On pourrait dire que le dixième anniversaire de 9/11 était aussi, un peu, notre anniversaire à nous, dedefensa.org. Nous avons fait ressurgir de nos archives-décombres à nous les chiffres, fantômes du passé. Nous avons ouvert dedefensa.org en août 1999. Nous avons eu 93 visites pour l’année 1999, puis 90 pour l’année 2000. (Ces chiffres, selon la technique de comptage initiale, que je conserve jusqu’à aujourd’hui pour permettre d’apprécier l’évolution.) A part l’un ou l’autre texte cette année-là, rien ne bougeait, – c’est-à-dire désintérêt complet pour cette formule ; j’avais ouvert ce site un peu sous l’empire de l’imitation, parce que j’avais constaté l’intérêt de certains sites qui s’affirmèrent durant la guerre du Kosovo, laissant voir toutes les possibilités de ce nouveau medium ; mais je ne m’y faisais pas…

Les choses commencèrent à changer en 2001, avec le début de la véritable vie du site, avec le début d’une véritable activité rédactionnelle. Il y eut 9.005 visites pour toute cette année, avec un changement entre juillet et août (de janvier à juillet, progression de 23 à 382 visites/mois successivement, puis 1.526 en août et 1.452 en septembre, etc., jusqu’à ces 9.005 pour 2001). Ensuite, 53.758 visites en 2002, 261.667 en 2003 et ainsi de suite. Les derniers chiffres sont 1.728.568 en 2010 et 1.371.166 en 2011, jusqu’au 11 septembre. Ainsi peut-on dire que le 11 septembre 2011 était aussi, un peu, notre dixième anniversaire.
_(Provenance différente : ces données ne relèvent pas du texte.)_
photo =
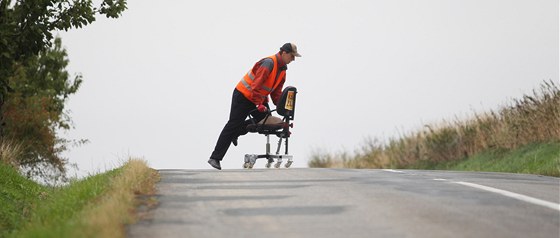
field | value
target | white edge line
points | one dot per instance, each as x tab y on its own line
393	171
517	196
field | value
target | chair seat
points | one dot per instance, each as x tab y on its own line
271	125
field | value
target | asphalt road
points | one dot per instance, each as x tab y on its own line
351	203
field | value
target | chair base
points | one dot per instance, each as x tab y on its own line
251	159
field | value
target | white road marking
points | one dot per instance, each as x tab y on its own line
393	171
517	196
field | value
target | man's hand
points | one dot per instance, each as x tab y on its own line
262	108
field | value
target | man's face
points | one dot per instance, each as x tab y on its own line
288	57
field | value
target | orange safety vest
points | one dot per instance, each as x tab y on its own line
244	86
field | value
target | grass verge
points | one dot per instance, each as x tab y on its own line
543	159
97	206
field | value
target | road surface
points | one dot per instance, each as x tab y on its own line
351	203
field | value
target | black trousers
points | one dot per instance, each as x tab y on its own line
237	123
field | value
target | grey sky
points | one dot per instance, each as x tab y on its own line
158	80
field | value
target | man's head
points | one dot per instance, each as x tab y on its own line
288	52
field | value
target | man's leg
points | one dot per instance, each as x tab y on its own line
240	108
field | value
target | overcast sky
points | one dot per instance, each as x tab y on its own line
158	80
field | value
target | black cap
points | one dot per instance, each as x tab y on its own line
290	48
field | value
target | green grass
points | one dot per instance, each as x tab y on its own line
31	210
18	198
543	159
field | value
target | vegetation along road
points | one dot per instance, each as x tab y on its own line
351	203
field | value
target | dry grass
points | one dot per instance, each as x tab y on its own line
533	119
116	208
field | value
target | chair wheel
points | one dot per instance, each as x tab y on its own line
288	164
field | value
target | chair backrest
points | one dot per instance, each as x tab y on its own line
287	105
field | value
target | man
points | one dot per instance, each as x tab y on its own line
265	78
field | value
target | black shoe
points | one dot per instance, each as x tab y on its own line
215	164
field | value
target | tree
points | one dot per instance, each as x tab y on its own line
27	26
34	84
34	112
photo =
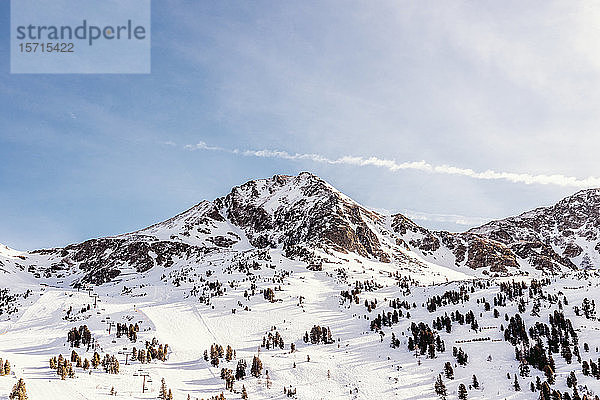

Toute cette “quincaillerie”, l’“anniversaire”, les chiffres, les situations, cela m’a donné au moins l’argument et le détail de l’argument pour l’entame de ce texte. Pour cette fois, je le précise avec force, l’état d’esprit ne recèle guère de sentiment particulier pour cet exposé quantitatif de la progression du site ; ni sentiment du succès si c’est le cas, ni rien de ce genre ; simplement, le sentiment du temps qui passe, avec certaines illusions qui s’effacent.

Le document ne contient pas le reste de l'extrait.